For Stevens the same granular approach to customer service must be adopted when considering the delivery of timely and relevant information. "Information products are what we are all about," he says. "Without them we don't have a business and technology is vital in enabling us to deliver focused and reliable information to the right people in a timely fashion."

He says personalisation and accurate search technologies are key.

"If the information is not reliable and our customers can't get to it quickly they will go elsewhere. This means we must tag and index in an appropriate fashion because typically there can be thousands of variations on a particular theme," he says.

"This is true whether we are talking about employees, customers or products - everything needs to be tagged the same and consistently. So you only give people what they really want and avoid information overload and general spam. And in this age of the mobile worker and handheld devices we have to be able to deliver it to them whenever and wherever they ask for it."

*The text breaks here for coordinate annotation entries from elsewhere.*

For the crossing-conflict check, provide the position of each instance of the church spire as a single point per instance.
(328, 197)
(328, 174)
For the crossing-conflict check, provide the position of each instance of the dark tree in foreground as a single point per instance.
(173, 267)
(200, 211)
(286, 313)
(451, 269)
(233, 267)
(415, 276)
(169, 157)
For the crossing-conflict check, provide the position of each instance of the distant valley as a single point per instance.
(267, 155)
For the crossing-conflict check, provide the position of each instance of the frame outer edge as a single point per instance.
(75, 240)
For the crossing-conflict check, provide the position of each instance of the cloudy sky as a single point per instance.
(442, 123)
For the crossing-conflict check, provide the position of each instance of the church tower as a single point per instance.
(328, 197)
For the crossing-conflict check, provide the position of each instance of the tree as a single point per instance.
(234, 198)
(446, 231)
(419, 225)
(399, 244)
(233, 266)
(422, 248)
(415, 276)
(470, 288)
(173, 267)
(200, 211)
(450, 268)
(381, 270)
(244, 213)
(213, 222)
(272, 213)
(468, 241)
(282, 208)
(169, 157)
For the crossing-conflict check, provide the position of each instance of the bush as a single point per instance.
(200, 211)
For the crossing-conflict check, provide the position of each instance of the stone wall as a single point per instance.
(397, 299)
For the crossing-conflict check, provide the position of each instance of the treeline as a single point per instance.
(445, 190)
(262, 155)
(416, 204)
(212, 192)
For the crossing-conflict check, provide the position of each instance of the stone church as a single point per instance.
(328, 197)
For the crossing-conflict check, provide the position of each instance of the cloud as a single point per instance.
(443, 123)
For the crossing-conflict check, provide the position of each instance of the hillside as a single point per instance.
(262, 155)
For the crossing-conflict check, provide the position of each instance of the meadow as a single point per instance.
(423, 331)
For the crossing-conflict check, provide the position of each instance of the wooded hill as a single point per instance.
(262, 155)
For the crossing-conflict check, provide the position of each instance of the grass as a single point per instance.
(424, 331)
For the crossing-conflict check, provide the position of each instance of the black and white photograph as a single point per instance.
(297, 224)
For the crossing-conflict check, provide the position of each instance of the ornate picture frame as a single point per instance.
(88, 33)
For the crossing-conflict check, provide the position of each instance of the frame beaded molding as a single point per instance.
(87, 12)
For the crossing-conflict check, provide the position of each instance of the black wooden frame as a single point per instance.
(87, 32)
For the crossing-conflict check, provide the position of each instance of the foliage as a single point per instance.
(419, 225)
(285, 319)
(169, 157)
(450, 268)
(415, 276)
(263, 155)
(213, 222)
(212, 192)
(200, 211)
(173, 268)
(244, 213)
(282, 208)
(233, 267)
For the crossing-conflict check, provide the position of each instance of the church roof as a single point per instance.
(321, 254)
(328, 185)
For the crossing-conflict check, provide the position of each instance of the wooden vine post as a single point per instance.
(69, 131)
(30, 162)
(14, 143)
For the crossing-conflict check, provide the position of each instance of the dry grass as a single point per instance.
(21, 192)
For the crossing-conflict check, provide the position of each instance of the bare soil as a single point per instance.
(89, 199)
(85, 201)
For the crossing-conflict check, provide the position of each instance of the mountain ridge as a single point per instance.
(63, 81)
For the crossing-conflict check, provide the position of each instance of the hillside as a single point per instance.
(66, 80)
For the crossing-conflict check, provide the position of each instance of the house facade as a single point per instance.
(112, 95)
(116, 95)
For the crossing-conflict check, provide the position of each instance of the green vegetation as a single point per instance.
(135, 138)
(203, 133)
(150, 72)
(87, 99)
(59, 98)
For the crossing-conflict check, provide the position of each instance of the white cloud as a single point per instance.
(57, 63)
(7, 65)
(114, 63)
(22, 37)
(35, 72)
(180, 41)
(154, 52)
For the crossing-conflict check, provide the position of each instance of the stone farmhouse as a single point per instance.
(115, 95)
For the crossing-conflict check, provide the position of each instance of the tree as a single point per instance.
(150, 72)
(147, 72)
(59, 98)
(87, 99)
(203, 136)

Stevens' tips for enterprise success
  • There is a lot of focus on system selection but getting the data architecture right is key. For example you may standardise on PeopleSoft as your ERP system across all your business units but if the data fields are different within those applications - in effect you still have multiple different systems

  • Customers are individuals now - in the past this was not the case, but it is now reality and it must include the small spenders as well as the big budget holders

  • In our space - the product delivery is key and it is technology-driven, permeating the whole environment. We have to show that we can manage content reliably and securely. We need to be able to take content in, aggregate and track it and then re-purpose it in a timely and cost-effective fashion

  • Historically, the employee architecture has focused on cost and its continued reduction while CRM has been regarded as being project orientated with costs and returns on investment and the products have been seen as revenue generating. They are all revenue generating and should be viewed as such.

How to manage supplier relationships
  • The old salesman routine doesn't work any more and suppliers realise that too. We are all more savvy than we used to be. It is much more about them truly understanding what my business wants. What do I want to purchase and why?

  • Trust plays an important part. You have to treat a relationship with a supplier like a marriage. There is a courting period and if you get on well - you'll be in bed and married before you know it. But that is only the start. Like a marriage it will have its ups and downs, if you don't work at it - you will end up divorced

  • It can be easier to deal with the big suppliers because they are set up to negotiate big deals but at the same time it can be difficult to navigate the organisation and you can get lost in the lower levels of the overall framework

  • The small niche players can sometimes be a little naïve but they are more flexible and entrepreneurial

  • You have to understand where the sales guy you are dealing with sits in the whole of the organisation - has he got the authority to guarantee what he promises? In negotiations I want to have the global account guy in there from the start so he understands what's been sold and what he's expected to deliver.

Company profile
Reed Elsevier has
  • 37,000 employees worldwide

  • 22,000 people based in the US

  • 13,000 people in the UK and Europe

  • 2,000 in the rest of the world

  • Business-to-business publishing employs 12,500 people

  • Lexis Nexis Group - 13,000 staff

  • Science - 6,500 employees

  • Education (Harcourt) - 5,500 to 6,000 employees.

Nigel Stevens: Job experience
Nigel Stevens has 20 years' experience in systems, project management, manufacturing, distribution and engineering as a line manager and consultant. He has a doctorate in mechanical engineering from Liverpool University.

Stevens began his career as a development engineer with Rolls-Royce and worked for a number of companies including Air Products, Coopers & Lybrand and Unilever, before joining Reed Elsevier.